Der Keller – oft nur als Abstellraum genutzt und selten beachtet. Doch genau hier liegt ein großes Potenzial für Energieeinsparung und Wohnkomfort. Viele Hausbesitzer unterschätzen, wie wichtig die Dämmung im Keller ist. Dabei kann sie weit mehr als nur Heizkosten senken.
Warum wird die Kellerdämmung oft ignoriert?
In vielen Altbauten wurde der Keller ursprünglich nicht zum Wohnen geplant. Er diente als Lagerraum oder Waschküche. Entsprechend wurde auf Wärmedämmung verzichtet. Heute jedoch nutzen viele Menschen den Keller als Hobbyraum, Büro oder sogar als zusätzlichen Wohnraum – oft ohne die nötige Anpassung der Isolierung.

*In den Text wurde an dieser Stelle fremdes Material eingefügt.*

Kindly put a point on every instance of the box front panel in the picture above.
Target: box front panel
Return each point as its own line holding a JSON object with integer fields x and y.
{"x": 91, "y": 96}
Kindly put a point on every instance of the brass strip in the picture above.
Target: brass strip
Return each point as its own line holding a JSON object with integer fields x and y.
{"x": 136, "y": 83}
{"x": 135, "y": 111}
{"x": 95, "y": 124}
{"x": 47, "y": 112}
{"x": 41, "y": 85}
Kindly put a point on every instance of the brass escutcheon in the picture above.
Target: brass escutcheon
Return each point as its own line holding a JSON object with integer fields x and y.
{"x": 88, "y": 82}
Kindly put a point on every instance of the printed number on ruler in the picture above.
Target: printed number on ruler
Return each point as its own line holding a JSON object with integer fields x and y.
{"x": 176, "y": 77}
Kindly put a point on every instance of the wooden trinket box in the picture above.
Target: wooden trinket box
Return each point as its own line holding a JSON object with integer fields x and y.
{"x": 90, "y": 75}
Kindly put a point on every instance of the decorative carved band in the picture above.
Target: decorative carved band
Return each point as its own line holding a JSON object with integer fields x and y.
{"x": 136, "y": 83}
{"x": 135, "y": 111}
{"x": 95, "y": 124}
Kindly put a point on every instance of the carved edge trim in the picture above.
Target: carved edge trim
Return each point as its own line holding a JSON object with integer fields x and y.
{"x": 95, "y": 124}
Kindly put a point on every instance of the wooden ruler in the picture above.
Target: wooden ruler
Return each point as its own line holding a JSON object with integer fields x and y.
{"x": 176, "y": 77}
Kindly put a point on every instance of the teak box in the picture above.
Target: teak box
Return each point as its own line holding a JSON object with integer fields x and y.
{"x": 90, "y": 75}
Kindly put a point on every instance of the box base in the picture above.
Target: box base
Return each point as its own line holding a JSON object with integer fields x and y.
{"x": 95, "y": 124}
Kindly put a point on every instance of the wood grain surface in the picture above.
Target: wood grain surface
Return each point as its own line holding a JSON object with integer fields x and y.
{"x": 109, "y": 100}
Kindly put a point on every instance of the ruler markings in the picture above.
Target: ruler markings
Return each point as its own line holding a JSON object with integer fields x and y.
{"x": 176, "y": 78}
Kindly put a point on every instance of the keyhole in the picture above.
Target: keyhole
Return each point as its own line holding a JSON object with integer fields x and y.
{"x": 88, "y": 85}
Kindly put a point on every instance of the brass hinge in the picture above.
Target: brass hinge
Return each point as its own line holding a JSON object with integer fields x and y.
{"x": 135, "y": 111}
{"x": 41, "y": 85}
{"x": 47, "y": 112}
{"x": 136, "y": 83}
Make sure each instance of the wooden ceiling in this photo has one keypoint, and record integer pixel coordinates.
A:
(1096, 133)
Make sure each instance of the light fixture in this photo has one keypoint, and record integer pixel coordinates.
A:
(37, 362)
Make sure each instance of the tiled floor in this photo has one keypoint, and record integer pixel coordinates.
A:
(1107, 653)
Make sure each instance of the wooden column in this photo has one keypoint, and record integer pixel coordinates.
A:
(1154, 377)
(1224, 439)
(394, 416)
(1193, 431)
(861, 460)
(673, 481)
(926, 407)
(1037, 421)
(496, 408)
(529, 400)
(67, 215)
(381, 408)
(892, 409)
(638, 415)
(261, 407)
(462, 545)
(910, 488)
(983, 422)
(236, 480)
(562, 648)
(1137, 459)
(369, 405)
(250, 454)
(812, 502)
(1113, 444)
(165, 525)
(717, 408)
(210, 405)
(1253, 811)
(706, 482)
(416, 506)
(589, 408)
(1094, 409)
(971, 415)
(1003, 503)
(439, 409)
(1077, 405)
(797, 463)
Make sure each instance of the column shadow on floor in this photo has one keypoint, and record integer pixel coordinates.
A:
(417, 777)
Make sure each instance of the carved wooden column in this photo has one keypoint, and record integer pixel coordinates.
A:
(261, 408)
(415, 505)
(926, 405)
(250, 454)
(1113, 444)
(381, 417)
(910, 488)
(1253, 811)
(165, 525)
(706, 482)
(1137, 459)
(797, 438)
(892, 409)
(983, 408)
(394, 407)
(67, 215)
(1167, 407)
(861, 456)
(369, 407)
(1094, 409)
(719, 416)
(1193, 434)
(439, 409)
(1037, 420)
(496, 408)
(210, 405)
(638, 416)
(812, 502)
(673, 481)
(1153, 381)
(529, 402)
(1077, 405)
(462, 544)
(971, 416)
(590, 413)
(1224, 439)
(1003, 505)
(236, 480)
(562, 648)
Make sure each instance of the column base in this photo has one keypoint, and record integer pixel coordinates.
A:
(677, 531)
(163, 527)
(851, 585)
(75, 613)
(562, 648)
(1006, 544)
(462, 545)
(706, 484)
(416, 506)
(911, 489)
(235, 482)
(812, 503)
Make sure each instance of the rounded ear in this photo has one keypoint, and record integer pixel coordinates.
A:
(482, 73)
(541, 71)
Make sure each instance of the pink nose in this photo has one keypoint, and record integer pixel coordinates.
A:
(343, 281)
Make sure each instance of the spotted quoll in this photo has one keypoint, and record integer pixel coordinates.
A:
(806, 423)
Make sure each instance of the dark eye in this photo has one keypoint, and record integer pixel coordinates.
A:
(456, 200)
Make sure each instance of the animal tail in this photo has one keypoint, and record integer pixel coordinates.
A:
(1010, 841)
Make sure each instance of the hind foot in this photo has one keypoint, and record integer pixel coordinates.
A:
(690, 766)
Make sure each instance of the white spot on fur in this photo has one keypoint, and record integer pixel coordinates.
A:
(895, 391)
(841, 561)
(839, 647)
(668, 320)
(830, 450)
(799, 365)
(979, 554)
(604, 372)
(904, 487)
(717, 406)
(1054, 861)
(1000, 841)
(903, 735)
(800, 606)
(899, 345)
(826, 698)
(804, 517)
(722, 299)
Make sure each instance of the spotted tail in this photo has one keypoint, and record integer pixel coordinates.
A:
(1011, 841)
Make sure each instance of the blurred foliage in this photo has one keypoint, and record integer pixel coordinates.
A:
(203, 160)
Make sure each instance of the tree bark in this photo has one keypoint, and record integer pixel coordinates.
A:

Ein weiterer Grund: Die Dämmung des Kellers ist auf den ersten Blick nicht sichtbar. Während Dach und Außenwände oft im Fokus von Modernisierungen stehen, bleibt der Keller außen vor. Doch genau das hat Folgen.
Die Folgen fehlender Kellerdämmung
Unzureichend gedämmte Kellerwände und -decken wirken sich negativ auf das gesamte Gebäude aus:
- Wärmeverluste: Bis zu 10 % der Heizenergie entweichen durch einen unbeheizten, ungedämmten Keller.
- Fußkälte im Erdgeschoss: Ohne Dämmung strahlt der kalte Kellerboden Kälte nach oben ab.
- Feuchtigkeit: Unisolierte Keller ziehen Feuchtigkeit an, was zu Schimmelbildung führen kann.
- Unangenehmes Raumklima: Selbst modern eingerichtete Räume fühlen sich kühl und ungemütlich an.
Effektive Möglichkeiten zur Kellerdämmung
Je nachdem, wie der Keller genutzt wird und welche baulichen Gegebenheiten vorhanden sind, bieten sich verschiedene Dämmmethoden an:
Dämmung der Kellerdecke von unten
Ideal für Kellerräume, die nur als Lager dienen. Die Dämmplatten werden an der Deckenunterseite befestigt. Das Erdgeschoss profitiert stark davon, da weniger Wärme nach unten verloren geht.
- Material: Polystyrol (EPS oder XPS), Mineralwolle
- Dämmstärke: 8–12 cm sind üblich
- Kosten: Rund 20–40 Euro pro m²
Innendämmung der Kellerwände
Geeignet, wenn eine Außendämmung aus technischen oder finanziellen Gründen nicht möglich ist. Wichtig ist hier eine feuchtigkeitsresistente Gestaltung.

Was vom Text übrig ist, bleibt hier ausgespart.